Andrés Araya, 5 Rabbit Cerveceria in Chicago
Araya, who’s worked in the beer industry in Mexico and Costa Rico, makes craft beer inspired by Latin ingredients. “Latin American, Made in Xicago,” the 5 Rabbit website reads. Araya makes beers like the Oaxacan-style 5 Vulture Dark Ale, and the ChocoFrut Pina, a chocolate stout with pineapple. There’s also the Huitzi, a hibiscus tripel.
The Ceja Family, Carneros Brewing Company in Sonoma, California
Carneros Brewing was founded by the four Ceja brothers: Jesus, Pedro, Armando, and Manuel. They are Mexican-American immigrants who let their culture and their history shine through in their beers. Some notable beers Carneros makes: Jefeweizen (a play on “jefe,” which means boss in Spanish), Cerveza Pilsner, and Negra IPA.

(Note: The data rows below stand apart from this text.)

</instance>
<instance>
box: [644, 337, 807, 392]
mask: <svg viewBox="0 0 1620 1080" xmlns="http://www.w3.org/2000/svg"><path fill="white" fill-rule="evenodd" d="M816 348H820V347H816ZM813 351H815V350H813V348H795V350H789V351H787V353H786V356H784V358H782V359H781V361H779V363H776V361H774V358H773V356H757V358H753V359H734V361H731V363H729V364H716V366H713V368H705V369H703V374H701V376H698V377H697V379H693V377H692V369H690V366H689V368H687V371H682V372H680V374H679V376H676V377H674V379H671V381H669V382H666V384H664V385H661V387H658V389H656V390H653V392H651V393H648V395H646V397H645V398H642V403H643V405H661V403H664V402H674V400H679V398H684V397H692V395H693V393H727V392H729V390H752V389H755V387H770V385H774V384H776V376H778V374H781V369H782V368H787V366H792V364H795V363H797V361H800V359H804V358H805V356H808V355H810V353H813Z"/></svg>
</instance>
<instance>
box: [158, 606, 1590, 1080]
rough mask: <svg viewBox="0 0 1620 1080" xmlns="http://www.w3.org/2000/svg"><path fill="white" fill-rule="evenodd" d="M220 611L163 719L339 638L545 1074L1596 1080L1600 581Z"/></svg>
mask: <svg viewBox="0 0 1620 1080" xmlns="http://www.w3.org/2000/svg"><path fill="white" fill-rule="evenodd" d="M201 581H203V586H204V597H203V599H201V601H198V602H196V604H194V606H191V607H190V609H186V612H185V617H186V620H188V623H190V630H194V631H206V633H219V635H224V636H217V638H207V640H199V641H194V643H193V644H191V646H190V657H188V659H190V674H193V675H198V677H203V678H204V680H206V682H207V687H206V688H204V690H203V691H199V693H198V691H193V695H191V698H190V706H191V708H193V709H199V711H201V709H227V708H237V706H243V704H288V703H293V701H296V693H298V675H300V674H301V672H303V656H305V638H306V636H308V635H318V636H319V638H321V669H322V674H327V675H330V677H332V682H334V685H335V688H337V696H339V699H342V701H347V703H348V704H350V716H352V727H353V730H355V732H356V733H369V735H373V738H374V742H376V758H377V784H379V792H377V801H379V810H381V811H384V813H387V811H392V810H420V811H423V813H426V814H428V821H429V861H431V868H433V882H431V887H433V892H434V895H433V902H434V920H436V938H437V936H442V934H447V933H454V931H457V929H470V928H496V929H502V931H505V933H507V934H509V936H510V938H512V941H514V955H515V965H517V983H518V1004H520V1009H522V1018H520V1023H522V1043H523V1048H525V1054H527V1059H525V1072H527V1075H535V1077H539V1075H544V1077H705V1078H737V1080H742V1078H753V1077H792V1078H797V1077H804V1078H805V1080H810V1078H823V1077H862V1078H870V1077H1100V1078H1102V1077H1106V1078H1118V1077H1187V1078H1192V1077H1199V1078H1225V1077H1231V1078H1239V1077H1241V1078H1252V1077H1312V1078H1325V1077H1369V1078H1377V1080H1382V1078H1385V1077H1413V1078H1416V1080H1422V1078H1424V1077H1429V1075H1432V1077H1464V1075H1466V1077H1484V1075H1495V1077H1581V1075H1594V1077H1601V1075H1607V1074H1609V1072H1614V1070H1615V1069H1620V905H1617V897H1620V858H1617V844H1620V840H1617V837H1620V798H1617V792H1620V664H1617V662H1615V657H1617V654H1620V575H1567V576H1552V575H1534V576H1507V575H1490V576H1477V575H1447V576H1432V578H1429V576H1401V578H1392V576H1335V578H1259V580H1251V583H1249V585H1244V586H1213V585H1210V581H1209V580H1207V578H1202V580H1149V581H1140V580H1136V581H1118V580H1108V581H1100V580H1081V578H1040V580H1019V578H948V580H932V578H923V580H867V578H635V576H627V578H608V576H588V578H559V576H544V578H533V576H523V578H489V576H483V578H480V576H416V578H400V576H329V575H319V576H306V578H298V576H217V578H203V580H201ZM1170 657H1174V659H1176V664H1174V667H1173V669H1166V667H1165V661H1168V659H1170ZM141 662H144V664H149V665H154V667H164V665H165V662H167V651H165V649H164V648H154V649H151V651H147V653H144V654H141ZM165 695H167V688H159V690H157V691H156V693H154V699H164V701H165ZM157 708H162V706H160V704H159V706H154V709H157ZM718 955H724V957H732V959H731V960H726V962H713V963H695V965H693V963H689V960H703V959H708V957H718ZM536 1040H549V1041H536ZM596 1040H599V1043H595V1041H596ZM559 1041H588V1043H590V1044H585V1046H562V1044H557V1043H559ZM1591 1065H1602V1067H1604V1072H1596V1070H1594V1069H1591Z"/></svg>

Diego Benitez, Progress Brewing in Los Angeles
Benitez grew up in Mexico City, and his parents made wine in the closet. He did the same when he first moved to the States, but eventually the homemade wine turned to home-brewed beer, which turned into Progress Brewing. At the L.A. taproom, customers can order beers such as the Pablo, a nitro sour ale, the Santa Muerte, a gose, and the Providencia, a hoppy cream ale.